Beijing’s foreign affairs office in Hong Kong said on Thursday that China had “diplomatic authority” to retaliate over what it saw as a suppression of Chinese media outlets in the US. The office told the Foreign Correspondents’ Club (FCC) to “distinguish right from wrong,” after the club said journalists in the city were facing “highly unusual” delays in work visa applications.
In a statement issued on Thursday, the Office of the Commissioner of the Ministry of Foreign Affairs in Hong Kong accused Washington of ramping up “political suppression” of Chinese media outlets. The office said actions taken by the US had disrupted normal journalistic activities and were motivated by a “Cold War mentality” and “ideological biases.”
“While proclaiming itself as a champion of the freedom of the press, the US keeps obstructing Chinese media from doing their job, laying bare its hypocrisy, double standards and hegemonic bullying,” the statement read.
Most western media outlets are censored in mainland China, where foreign reporters often face visa denials, surveillance and harrassment.
Beijing warned that, if the US insisted on “going down the wrong path,” China will take countermeasures to safeguard its rights and interests. It added that press freedom and freedom of speech would be protected under Hong Kong’s national security law, but such freedoms should be exercised within legal boundaries.
“[M]edia outlets are not free from law anywhere in the world,” it said.
The Chinese foreign ministry office’s remarks came shortly after the FCC called on China and the US to stop using work visas for journalists as a “weapon” in international disputes.
The club criticised Beijing as being “unfair and self-defeating” in holding reporters responsible for actions taken by US President Donald Trump’s administration.
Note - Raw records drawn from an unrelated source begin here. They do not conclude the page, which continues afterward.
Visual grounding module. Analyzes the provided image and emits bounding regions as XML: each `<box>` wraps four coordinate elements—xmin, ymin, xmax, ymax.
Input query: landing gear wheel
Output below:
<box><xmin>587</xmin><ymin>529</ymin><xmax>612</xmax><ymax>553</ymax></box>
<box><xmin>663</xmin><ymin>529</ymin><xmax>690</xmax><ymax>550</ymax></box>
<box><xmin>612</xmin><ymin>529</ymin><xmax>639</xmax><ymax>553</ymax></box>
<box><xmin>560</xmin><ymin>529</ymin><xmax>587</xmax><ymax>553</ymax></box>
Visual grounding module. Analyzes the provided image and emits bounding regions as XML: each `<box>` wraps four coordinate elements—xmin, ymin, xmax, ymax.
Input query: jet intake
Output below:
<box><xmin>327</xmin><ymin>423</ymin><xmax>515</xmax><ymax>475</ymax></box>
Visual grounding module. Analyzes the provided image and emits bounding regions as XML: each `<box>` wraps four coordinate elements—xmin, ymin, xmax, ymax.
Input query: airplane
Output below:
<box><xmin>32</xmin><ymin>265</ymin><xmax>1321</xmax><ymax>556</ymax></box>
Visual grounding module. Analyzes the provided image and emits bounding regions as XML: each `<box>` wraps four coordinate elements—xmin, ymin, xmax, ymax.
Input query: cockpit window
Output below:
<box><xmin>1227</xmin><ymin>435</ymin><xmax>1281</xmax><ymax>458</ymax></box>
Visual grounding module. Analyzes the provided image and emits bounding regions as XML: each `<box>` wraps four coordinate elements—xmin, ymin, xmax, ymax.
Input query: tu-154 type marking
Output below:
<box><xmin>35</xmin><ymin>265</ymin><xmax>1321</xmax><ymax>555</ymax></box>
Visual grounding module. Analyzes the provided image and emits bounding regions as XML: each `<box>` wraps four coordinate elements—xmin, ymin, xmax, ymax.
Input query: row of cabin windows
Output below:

It also condemned the US for placing “punitive” restrictions on Chinese journalists whom they described as being singled out “unjustifiably.”
“This downward spiral of retaliatory actions aimed at journalists helps no one, not least of all the public that needs accurate, professionally produced information now more than ever,” the FCC wrote.
Multiple international outlets such as The New York Times, AFP, CNN, the Wall Street Journal, Bloomberg and the Financial Times have regional offices in Hong Kong. Last month, Chris Buckley of the New York Times was denied a visa without explanation and was forced to leave the city. The Times said it would shift a third of its staff in Hong Kong to Seoul, South Korea.
The Immigration Department has refused to explain the months-long hold-up in granting work visas to foreign journalists. The department told HKFP that the processing time of each application would depend on individual “merits and circumstances.”